The gameplay loop is very simple. you are a runner Living on the distant planet Tau IV Cetus, humans decide that having a living body isn’t as cool as having a cybernetic body into which you can implant your consciousness. There are colonies all over the planet, where you can find all kinds of delicious things. You choose a runner shell (Marathon’s version of the class system that determines the abilities your character has) and equip it. You load up the map, loot it, shoot it (at other players and AI bots), use the loot to find an extraction point (which allows you to escape the map), and hopefully start over again with better equipment.

But here’s the problem. If you get shot instead, you lose everything – including any equipment you had. In fact, if you don’t extract, you don’t get anything. You are just a piƱata of loot to other players. It’s brutal, demoralizing, and makes you question why you launched the game in the first place. But when do you succeed? What happened when you were able to escape safely after a thrilling gunfight? When you find high-level loot or complete a difficult mission? There’s a feeling of exhilaration that you don’t get easily in other games, and it makes up for the heartbreak you often experience from losing gear.

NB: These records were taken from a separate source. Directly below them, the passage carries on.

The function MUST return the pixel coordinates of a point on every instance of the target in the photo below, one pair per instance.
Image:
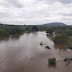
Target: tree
(35, 28)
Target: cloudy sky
(35, 11)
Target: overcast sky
(35, 11)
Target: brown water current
(23, 53)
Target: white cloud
(35, 11)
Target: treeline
(6, 30)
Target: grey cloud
(66, 1)
(62, 1)
(15, 3)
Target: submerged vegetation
(68, 60)
(47, 47)
(61, 38)
(52, 60)
(70, 47)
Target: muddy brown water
(23, 53)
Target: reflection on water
(23, 53)
(61, 47)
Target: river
(23, 53)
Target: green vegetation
(61, 38)
(41, 43)
(35, 28)
(47, 47)
(52, 60)
(70, 47)
(68, 60)
(49, 31)
(3, 32)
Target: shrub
(60, 38)
(52, 61)
(49, 31)
(3, 32)
(47, 47)
(68, 60)
(70, 47)
(41, 43)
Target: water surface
(23, 53)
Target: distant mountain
(55, 24)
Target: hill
(55, 24)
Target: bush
(52, 61)
(49, 31)
(47, 47)
(60, 38)
(70, 47)
(3, 32)
(68, 60)
(41, 43)
(35, 28)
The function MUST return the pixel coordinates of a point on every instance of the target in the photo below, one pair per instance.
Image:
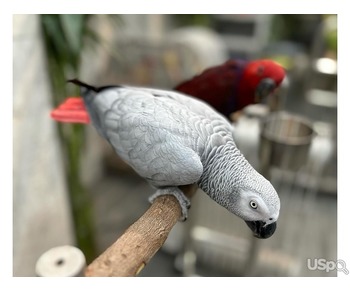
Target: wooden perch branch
(133, 250)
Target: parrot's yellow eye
(253, 204)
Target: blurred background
(70, 187)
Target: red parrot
(228, 88)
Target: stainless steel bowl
(285, 141)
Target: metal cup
(285, 141)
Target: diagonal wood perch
(134, 249)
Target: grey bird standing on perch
(171, 140)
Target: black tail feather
(80, 83)
(90, 87)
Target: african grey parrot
(172, 139)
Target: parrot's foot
(178, 194)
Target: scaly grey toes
(179, 195)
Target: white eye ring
(253, 204)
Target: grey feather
(172, 139)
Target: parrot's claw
(179, 195)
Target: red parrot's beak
(72, 110)
(264, 89)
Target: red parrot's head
(263, 77)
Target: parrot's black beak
(265, 87)
(260, 229)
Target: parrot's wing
(151, 133)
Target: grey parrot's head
(259, 211)
(259, 207)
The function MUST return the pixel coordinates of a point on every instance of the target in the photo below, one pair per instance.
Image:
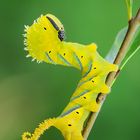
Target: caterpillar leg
(39, 131)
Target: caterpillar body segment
(44, 41)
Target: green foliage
(129, 4)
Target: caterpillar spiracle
(44, 41)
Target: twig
(133, 26)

That’s just one of the reasons I don’t want to get attached to my gear. Each marathon season lasts three months (there is no actual “end” to a marathon). At the end of that period, Marathon will reset all players’ gear and faction progress, as well as character levels and more. (Cosmetics and achievements are retained.) The goal is to keep players on a level playing field and refresh the game, but the thought of losing everything you worked hard for leaves a bitter taste.

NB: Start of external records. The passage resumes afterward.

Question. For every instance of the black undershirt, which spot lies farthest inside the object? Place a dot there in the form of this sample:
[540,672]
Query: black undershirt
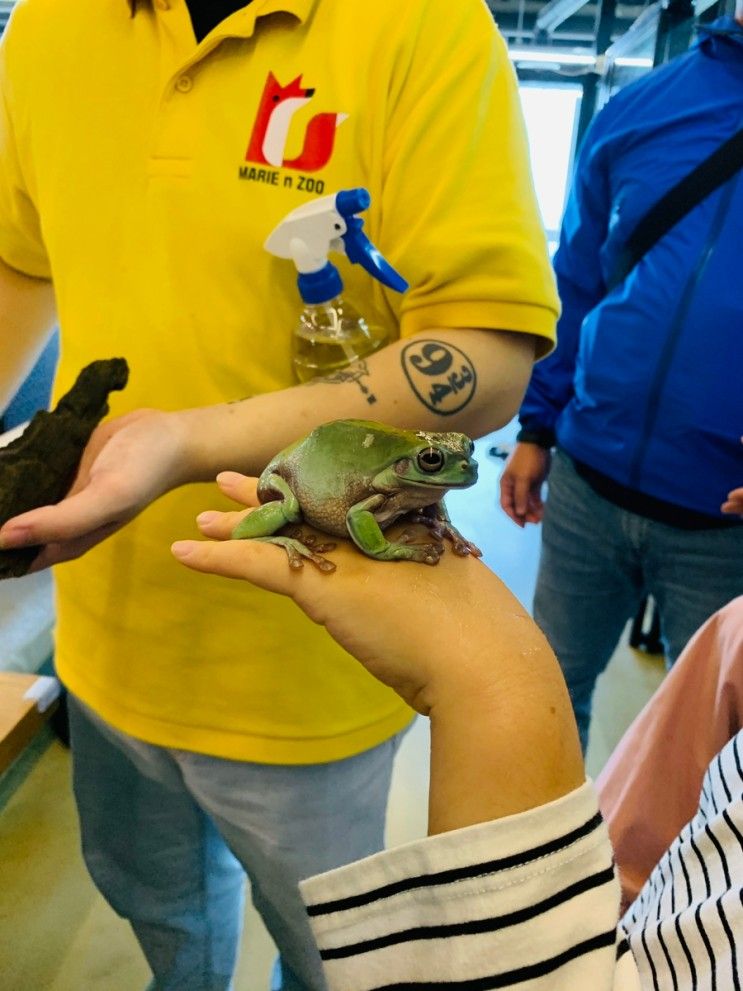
[206,14]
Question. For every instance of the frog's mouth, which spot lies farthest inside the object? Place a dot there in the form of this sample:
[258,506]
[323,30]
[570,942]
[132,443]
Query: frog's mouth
[468,480]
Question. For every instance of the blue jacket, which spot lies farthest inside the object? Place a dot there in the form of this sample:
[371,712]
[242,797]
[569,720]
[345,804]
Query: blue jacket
[646,382]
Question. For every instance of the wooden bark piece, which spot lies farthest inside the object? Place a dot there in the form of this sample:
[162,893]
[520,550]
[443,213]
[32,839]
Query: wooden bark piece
[39,467]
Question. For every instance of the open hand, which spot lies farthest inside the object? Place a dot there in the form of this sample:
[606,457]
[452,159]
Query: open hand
[413,627]
[129,462]
[521,483]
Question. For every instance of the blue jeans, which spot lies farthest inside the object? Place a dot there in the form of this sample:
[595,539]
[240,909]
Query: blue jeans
[168,836]
[597,564]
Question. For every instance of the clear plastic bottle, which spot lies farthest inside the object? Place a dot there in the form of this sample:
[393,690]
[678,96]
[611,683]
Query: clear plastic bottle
[332,335]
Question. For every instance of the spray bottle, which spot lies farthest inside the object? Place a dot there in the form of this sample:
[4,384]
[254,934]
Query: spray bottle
[331,333]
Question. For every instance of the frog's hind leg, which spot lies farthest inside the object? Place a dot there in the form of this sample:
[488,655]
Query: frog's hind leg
[271,516]
[296,551]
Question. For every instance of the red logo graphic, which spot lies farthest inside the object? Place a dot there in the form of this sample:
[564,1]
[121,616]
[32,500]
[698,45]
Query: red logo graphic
[271,129]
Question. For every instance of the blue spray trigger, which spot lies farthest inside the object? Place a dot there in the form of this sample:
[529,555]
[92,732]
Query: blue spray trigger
[351,201]
[360,250]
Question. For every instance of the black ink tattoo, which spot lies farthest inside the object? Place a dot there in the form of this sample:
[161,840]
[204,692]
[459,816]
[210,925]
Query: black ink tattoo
[355,373]
[442,377]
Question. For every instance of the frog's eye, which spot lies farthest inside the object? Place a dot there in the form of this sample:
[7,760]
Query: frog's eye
[430,460]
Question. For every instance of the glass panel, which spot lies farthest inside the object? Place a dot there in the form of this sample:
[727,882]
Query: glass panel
[551,115]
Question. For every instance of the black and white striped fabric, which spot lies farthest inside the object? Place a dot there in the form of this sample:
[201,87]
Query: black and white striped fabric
[686,927]
[531,901]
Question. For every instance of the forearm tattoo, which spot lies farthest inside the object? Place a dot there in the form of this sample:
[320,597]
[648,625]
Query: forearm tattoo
[354,373]
[442,377]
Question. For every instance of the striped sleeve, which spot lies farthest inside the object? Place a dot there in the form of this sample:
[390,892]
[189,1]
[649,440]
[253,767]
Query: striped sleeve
[684,928]
[528,901]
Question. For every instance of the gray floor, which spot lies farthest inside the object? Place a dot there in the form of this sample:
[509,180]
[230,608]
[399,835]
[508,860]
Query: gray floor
[56,933]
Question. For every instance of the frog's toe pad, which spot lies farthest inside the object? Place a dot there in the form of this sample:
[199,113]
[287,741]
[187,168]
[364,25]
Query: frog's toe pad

Being a Bungie game, I expected best-in-class gunplay like Destiny, and Marathon delivered. Each weapon feels heavy and valuable, even if some are clearly better than others. (Combat Shotgun, looking over here.) The weapon is so sophisticated and effective that it actually poses a bit of a problem. Gunfights rarely last more than a few seconds. Whoever gets the drop first (or has a better shield) will often win. Therefore, it is incumbent on you to pay attention, listen to your surroundings and take your time. Shooting guns and running away is rarely the right thing to do, especially if you’re playing solo. (This game is built for teams of three, and we highly recommend teaming up with a friend or playing the game against other players. The game is much less punishing when you have the world against you.)

Narratively, Marathon is a bit surprising. Extraction Shooter games don’t have a lot of stories, but this one is a rare exception. I was captivated by the plot-heavy cutscenes, and I ended up spending hours diving into the deeply unsettling, yet extremely fascinating pieces of lore, wanting to learn everything I could about this universe and its people. I really enjoyed seeing how the 2026 Marathon ties into the 1994 Marathon and what that means going forward.

Visually, Marathon might be one of the most stylish games I’ve ever played. Adopting bright neon colors and deep shadows, intense. It’s an aesthetic that both unsettles and mesmerizes, like a box of crayons exploding on top of a horror movie. And that adds to the anxiety of Tau Cetus IV, a beautiful yet frightening environment that begs to be explored. (Related: Marathon launches with three playable maps, with the fourth map (Endgame Zone known as Cryo Archive) released on March 20th.)

A few complaints: For those new to extraction shooters (or FPS games in general), Marathon doesn’t do much to introduce you to how they work. They just throw you in the deep end and say, “Good luck!” And the console’s menus and user interface are shockingly awful, clunky, and unintuitive.

After all, marathons aren’t a great game for everyone. Unforgiving in nature and quick to punish small mistakes. But success, as rare as it may feel, is euphoric. If you’re willing to put in the time, you’ll reap the rewards, just like a real marathon. Just don’t expect these rewards to come easily.